La jornada acabó manchada por desmanes de violencia en que varios encapuchados atentaron ya no digamos contra las estaciones de TransMilenio, sino incluso contra los renders del metro de Bogotá: los dejaron tan manchados como la gestión de Pachito ante su propio gobierno. Y cuando parecía que la noticia del paro era el moño de violencia que encerraba lo que había sido una protesta creativa y pacífica, sucedió el milagro: las cacerolas de miles de ciudadanos sonaron espontáneamente por toda la ciudad y arruinaron el deseo de los vándalos, la calma del Gobierno y los huevos del desayuno de media Colombia. Me dejé contagiar por el reclamo ciudadano. No me importaba que el anunciado helicóptero de la policía sobrevolara mi casa y, ayudado por la cámara de reconocimiento facial, me individualizara como un vándalo de los trastes; tampoco que las autoridades allanaran mi casa y procedieran con una incautación de cacerolas que nos dejara sin loza.
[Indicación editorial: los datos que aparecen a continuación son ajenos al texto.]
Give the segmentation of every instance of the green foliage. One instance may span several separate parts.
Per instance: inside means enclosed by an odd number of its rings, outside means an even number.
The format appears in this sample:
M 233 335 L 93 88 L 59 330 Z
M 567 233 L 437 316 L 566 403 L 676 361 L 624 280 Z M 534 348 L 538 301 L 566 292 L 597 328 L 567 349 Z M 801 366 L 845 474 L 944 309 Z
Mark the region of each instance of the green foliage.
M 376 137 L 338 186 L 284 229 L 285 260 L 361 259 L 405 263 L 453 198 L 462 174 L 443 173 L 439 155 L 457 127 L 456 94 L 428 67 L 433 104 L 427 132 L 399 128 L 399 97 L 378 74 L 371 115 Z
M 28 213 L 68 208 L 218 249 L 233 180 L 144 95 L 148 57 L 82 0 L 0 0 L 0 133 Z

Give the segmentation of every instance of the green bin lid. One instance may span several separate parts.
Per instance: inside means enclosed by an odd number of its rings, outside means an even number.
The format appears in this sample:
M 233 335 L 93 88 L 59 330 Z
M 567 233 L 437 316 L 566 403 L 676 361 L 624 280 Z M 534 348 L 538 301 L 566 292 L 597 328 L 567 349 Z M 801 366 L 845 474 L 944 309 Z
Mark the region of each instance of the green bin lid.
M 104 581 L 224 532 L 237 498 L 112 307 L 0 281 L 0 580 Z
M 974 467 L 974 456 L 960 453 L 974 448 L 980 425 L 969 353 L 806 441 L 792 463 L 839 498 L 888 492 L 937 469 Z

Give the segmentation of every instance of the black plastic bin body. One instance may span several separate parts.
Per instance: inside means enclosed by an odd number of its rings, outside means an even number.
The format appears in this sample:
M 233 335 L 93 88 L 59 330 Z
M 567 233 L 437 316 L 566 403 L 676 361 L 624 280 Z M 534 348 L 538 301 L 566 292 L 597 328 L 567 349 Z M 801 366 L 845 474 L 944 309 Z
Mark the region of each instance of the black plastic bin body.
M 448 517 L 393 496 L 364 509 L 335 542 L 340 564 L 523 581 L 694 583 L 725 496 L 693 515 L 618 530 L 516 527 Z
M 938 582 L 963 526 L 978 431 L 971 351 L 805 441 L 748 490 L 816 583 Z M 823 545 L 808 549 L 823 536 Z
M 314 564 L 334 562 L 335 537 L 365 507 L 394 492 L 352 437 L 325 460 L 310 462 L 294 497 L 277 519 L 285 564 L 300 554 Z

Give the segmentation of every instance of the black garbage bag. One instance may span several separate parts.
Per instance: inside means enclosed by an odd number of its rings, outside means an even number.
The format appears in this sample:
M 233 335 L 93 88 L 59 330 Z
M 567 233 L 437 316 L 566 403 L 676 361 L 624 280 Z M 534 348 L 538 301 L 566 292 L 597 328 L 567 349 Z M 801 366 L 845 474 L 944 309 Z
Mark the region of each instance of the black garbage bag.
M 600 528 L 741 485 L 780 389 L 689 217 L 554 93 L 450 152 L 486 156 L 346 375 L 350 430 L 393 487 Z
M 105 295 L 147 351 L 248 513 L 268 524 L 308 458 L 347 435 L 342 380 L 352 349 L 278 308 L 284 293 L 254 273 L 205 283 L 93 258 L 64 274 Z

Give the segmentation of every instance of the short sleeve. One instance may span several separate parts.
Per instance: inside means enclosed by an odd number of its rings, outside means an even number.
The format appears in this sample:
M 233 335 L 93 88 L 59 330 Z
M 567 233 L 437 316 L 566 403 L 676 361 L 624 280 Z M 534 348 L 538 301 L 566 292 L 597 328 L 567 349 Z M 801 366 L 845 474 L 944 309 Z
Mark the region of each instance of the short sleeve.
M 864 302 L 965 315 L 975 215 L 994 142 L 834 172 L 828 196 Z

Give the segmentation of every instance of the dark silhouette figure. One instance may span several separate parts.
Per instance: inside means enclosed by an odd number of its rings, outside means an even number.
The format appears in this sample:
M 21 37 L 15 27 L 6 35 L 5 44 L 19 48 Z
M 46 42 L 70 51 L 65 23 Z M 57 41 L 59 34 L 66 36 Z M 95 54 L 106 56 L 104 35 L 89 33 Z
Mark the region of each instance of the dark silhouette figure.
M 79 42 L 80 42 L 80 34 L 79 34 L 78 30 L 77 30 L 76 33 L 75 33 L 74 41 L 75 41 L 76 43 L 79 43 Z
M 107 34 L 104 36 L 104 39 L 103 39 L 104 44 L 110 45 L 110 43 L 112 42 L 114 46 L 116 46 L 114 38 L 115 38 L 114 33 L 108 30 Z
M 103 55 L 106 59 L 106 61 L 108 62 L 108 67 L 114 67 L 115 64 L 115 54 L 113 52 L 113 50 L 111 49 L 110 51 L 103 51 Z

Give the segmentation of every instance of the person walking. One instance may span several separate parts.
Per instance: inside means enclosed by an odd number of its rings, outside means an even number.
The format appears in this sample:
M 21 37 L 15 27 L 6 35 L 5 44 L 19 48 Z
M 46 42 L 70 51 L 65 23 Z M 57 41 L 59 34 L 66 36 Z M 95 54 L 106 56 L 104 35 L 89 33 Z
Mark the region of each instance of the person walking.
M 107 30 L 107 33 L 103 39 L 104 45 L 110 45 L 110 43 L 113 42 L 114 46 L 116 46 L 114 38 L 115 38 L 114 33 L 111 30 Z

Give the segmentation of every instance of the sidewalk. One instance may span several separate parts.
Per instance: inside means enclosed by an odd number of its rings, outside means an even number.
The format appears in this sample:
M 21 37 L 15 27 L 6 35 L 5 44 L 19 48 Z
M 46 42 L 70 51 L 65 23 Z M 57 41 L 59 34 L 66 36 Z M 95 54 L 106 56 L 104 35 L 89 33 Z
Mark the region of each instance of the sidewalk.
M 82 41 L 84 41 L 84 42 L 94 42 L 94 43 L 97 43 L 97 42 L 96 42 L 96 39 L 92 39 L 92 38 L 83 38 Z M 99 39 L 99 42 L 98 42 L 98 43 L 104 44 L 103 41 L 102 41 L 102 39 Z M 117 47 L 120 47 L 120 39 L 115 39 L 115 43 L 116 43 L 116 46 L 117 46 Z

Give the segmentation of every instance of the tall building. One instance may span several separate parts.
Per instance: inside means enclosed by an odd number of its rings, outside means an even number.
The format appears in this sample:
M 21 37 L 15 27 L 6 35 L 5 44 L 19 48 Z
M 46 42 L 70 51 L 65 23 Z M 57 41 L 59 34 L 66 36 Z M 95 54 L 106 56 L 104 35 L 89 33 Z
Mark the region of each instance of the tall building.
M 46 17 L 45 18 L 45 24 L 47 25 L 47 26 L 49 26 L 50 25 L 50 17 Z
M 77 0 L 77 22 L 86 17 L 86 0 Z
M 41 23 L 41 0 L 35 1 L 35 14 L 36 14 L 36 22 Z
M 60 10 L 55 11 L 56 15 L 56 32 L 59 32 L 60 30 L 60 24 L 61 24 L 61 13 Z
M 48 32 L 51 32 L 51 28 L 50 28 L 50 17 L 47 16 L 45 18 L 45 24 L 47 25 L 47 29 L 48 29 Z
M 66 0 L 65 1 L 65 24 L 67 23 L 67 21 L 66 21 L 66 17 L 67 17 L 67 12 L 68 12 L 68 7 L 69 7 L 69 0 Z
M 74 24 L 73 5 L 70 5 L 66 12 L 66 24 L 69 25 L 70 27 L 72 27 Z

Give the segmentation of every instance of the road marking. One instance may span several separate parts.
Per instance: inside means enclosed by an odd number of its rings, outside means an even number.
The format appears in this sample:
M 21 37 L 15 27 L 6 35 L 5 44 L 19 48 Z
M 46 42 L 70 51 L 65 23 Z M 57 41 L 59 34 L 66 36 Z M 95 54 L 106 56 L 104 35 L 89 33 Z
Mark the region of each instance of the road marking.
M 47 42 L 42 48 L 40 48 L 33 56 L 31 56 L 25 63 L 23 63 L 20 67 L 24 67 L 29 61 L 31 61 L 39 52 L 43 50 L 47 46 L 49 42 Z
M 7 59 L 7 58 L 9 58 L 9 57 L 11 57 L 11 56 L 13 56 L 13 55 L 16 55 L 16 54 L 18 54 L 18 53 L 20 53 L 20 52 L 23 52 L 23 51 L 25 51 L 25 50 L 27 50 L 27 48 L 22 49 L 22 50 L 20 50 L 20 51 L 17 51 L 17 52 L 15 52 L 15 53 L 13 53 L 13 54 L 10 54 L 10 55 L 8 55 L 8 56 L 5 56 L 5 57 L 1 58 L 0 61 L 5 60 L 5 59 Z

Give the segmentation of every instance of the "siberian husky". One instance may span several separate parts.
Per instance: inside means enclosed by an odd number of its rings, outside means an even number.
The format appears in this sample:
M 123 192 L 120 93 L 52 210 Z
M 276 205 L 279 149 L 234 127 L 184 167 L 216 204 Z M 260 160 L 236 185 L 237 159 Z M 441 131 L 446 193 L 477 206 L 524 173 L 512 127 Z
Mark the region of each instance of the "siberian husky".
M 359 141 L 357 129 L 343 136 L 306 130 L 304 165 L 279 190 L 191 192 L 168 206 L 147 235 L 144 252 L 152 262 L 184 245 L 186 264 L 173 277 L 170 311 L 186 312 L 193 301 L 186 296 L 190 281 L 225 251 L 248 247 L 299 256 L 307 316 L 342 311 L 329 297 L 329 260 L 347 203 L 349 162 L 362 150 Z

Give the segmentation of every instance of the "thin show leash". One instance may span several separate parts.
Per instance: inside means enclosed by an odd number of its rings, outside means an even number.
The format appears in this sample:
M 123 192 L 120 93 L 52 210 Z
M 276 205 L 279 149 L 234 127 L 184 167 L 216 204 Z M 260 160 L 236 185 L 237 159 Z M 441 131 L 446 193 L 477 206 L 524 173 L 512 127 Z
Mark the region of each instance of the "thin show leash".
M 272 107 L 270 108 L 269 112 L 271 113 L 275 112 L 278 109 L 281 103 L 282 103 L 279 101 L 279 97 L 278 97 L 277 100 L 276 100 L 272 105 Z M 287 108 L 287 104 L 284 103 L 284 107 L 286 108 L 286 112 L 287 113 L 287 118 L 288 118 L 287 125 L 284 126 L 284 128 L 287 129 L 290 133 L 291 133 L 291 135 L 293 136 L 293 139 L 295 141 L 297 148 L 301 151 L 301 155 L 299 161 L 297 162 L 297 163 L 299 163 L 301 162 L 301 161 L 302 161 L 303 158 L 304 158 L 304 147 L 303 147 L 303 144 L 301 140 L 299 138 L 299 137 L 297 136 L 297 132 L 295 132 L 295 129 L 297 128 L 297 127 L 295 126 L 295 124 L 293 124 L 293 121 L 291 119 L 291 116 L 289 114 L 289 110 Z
Fue entonces cuando bajé a la cocina y sucedió el diálogo con mi mujer, y terminé sumándome a la protesta con el tenedor y el plato con que quiso despacharme. Le pegué al plato con la cuchara para protestar contra este Gobierno cuyo rumbo es el pasado, mientras imaginaba que toda Colombia haría lo propio. Incluso imaginé ingenuamente que Fajardo haría un esfuerzo y, desde la clínica en que lo confinó su gastroenteritis, golpearía con una cuchara la bacinilla que le asignó el médico. Soñaba que cada ruido retumbaría en la conciencia del Gobierno para que comprenda el momento, convoque a todos los sectores políticos, lidere un pacto de unidad y lo represente en su gabinete. En esas andaba cuando escuché que en otra ventana de la casa sonaba un golpeteo rítmico y metálico que se sumaba al ruido del barrio. Y cuando me acerqué al origen lo detecté: era mi mujer, que azotaba con fuerza la cacerola nueva.

–¿Esa no fue la que me quitaste? –Sí –me dijo–. Quería reservarla para mí. Entonces nos sumamos ambos a la noche más rara y emocionante de la historia reciente de Colombia: la noche en que con unas cacerolas le mostramos al Gobierno que nos sobran huevos. Y que nos tiene fritos. Al día siguiente desayunamos cereal.